L'inchiesta di Seregno racconta una storia di consenso, di politici che hanno accettato pacchetti di voti. Il politico come anche il funzionario di banca che si rivolge alla criminalità per il recupero crediti, sapendo che quelle persone sono mafiose (è successo a Mariano). Sono persone che poi diventano capitale sociale delle mafie, ovvero persone che pur non essendo affiliate, agevolano la loro attività.
Il problema – ha voluto precisare il procuratore – non è il consenso in sé, ma il non rispettare le leggi e i principi costituzionali.
Non basta dire ripartiamo dalle scuole:
la cultura della legalità, dell'etica, deve iniziare dalle famiglie.
Con le mafie sta succedendo che il
peggio del sud ha incontrato qui il peggio del nord, finché
continuerà questo non ci sarà futuro nel nostro paese.
Il processo sulla Perego strade, per il
filone ambientale, finirà probabilmente in prescrizione, perché
l'Italia è l'unico paese in cui la prescrizione non si ferma mai,
nemmeno quando inizia il processo.
Così molti di questi, per i tempi
lunghi della giustizia, finiscono in prescrizione e questo
costituisce un fallimento.
In Lombardia convivono più o meno
pacificamente tutte le mafie: Camorra, ndrangheta, la mafia siciliana
e la sacra corona unita.

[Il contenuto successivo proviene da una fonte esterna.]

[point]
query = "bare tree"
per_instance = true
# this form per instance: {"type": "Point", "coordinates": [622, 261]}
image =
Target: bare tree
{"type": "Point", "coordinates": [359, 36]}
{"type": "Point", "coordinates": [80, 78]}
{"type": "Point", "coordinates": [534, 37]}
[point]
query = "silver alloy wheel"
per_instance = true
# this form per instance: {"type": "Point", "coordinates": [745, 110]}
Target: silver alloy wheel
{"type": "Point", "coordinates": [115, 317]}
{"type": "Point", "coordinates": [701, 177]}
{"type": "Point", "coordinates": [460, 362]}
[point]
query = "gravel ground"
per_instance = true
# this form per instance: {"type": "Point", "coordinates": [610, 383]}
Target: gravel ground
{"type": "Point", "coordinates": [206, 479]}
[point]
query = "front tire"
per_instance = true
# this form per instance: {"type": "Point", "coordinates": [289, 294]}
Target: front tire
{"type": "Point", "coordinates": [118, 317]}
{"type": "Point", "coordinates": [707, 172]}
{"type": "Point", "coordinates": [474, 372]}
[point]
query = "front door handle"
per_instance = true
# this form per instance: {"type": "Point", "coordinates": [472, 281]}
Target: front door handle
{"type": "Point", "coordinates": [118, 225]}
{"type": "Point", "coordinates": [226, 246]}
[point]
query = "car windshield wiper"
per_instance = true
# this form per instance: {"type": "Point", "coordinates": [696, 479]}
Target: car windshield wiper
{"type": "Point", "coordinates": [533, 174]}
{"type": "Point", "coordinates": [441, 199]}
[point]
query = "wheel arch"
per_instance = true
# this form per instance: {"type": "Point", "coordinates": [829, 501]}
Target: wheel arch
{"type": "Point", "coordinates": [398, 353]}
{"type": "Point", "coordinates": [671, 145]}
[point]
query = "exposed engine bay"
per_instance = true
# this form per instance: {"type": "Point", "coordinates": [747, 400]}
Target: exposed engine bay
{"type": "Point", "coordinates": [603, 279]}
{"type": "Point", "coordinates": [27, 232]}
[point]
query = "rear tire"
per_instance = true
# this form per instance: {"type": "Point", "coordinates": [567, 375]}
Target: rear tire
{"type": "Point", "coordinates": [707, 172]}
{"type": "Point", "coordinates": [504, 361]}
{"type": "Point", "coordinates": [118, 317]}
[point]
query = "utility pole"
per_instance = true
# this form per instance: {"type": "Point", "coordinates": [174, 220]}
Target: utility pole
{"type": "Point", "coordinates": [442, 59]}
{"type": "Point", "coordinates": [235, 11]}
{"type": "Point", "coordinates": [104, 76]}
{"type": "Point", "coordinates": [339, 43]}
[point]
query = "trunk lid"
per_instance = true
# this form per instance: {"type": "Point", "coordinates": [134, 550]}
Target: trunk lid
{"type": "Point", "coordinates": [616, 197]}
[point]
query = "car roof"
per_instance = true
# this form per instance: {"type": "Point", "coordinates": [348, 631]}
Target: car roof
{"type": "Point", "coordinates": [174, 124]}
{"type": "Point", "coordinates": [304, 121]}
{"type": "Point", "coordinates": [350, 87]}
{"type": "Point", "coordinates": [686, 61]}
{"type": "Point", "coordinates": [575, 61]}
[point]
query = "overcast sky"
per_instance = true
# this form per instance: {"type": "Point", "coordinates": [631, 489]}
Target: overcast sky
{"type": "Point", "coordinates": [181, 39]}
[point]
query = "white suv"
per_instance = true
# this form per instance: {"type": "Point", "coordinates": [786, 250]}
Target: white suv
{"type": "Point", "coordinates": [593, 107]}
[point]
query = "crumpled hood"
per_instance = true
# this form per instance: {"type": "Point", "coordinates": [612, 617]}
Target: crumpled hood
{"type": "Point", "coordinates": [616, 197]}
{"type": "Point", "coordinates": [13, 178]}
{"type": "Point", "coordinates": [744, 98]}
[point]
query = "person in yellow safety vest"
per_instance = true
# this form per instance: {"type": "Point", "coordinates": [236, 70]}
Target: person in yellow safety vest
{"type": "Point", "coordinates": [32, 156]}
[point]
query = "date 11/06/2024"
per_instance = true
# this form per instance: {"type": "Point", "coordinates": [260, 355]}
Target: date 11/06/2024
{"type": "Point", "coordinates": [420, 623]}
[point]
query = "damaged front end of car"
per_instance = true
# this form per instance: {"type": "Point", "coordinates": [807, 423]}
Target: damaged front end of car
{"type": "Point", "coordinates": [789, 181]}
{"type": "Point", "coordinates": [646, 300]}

Il loro obiettivo sono i soldi che qui al
nord continuano a circolare.
Si sono divisi i reati in settori: la
prostituzione alla criminalità straniera, i cinesi, i nigeriani, gli
albanesi; l'infiltrazione nelle imprese alla ndrangheta; le rapine ai
portavalori sono principalmente della Camorra.
Tutto questo avviene sotto il tacito
consenso della società, che per prima cosa dovrebbe preoccuparsi di
come allontanare questi fenomeni criminali, come stimolare i propri
anticorpi.
Cominciando dalle elezioni, dai
candidati che non dovrebbero frequentare certi personaggi che a
livello locale sono già noti.
A Mariano, per esempio, era d'uso per
un consigliere comunale, portare il suo santino elettorale a
Muscatello, capo della locale.
Per battere la criminalità occorre
creare una sinergia tra cultura, legalità e valori civici. Occorre
il contributo di tutti.
E la grande quantità di persone che
hanno seguito questi incontri, organizzati dai comuni e dal circolo
Ilaria Alpi, sono solo di buon auspicio.